E ainda: pode-se dizer a Maria do um perfeito cristão: Eis o vosso filho!

No terceiro século, São Cipriano a exalta como digna e gloriosa Mãe de Deus, merecedora das homenagens de todas as criaturas.

Maria, diz ele, como os outros, participava da natureza humana, mas não do pecado original.

No quarto século, São Basílio, em sua liturgia, ordena que o diácono, precedendo o Bispo, diga ao povo em alta voz: Lembremo-nos da Santíssima o Imaculada Virgem Maria, Mãe de Deus e nossa Soberana Senhora!

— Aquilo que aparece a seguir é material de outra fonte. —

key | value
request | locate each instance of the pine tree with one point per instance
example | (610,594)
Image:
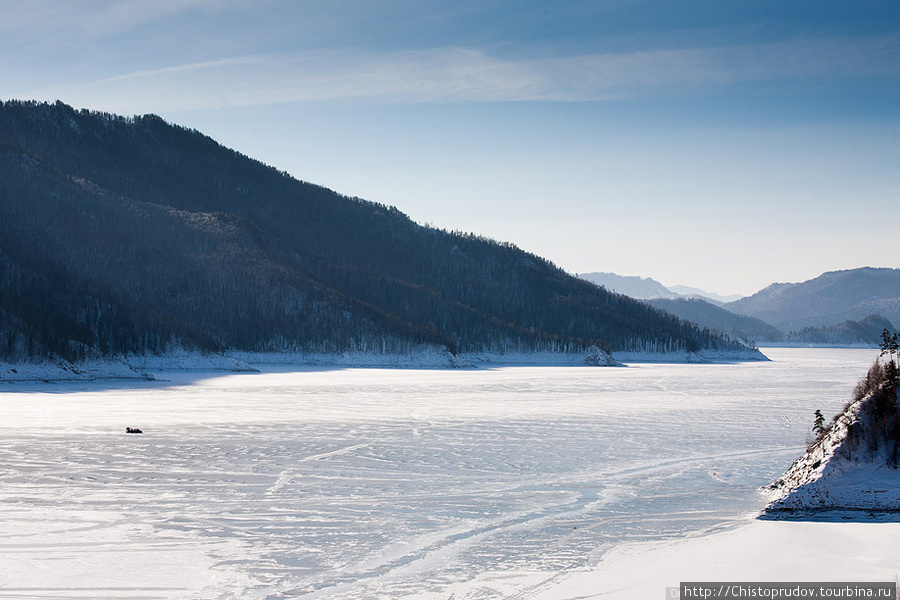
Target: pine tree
(819,425)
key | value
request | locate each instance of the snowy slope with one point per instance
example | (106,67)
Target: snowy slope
(840,473)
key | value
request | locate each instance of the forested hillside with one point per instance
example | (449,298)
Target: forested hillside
(133,235)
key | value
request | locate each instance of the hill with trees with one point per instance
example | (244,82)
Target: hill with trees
(131,235)
(853,463)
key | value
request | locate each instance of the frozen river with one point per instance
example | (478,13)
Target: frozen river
(374,483)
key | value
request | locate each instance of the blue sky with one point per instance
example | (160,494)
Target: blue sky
(719,144)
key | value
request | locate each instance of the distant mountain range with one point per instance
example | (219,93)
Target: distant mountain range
(135,236)
(831,298)
(646,288)
(848,307)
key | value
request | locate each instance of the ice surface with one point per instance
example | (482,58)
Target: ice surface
(369,483)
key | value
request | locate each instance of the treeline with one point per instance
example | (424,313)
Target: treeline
(131,235)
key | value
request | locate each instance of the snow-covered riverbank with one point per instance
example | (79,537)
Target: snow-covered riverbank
(143,366)
(362,484)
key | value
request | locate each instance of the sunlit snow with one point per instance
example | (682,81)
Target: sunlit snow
(380,483)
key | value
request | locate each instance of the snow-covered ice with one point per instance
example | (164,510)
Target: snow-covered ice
(520,482)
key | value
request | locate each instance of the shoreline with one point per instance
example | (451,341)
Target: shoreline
(141,368)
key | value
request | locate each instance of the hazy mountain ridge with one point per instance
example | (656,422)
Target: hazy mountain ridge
(866,293)
(629,285)
(718,319)
(149,236)
(833,297)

Maria, após Deus, escreve ele, é nossa única esperança.

E ainda: Maria tanto sobrepuja todas as outras criaturas, como o sol sobrepuja os outros astros; e mais além: Deus abriu-nos em Maria uma a casa de saúde pública.

E ainda: Em tudo segui e invocação de Maria, pois Deus quer que ela nos socorra em tudo.

Ao lado de São Basílio aparece uma legião de apóstolos da Virgem Sma., cuja palavra e cuja pena espalharam em toda parte o amor da Mãe de Jesus. São os Santos: Cirilo, Efrem, Epifânio, Atanásio, Gregório de Nazianzo, Ambrósio, Crisóstomo, Agostinho etc... etc.

Daí em diante nem se pode mais enumerar Apóstolos de Maria... são: uma legião, e com uma eloquência cada vez mais sublime, todos eles exaltam a gloriosa Mãe de Jesus.

Não podendo haver discussão sobre os séculos seguintes, limito-me a citar uns curtos trechos dos Santos Padres do quarto século; os outros podem ser encontrados em meu livro: “Porque amo a Maria”.

SÃO CIRILO foi a alma do Concílio de Éfeso, onde exaltou admiravelmente a Mãe de Deus.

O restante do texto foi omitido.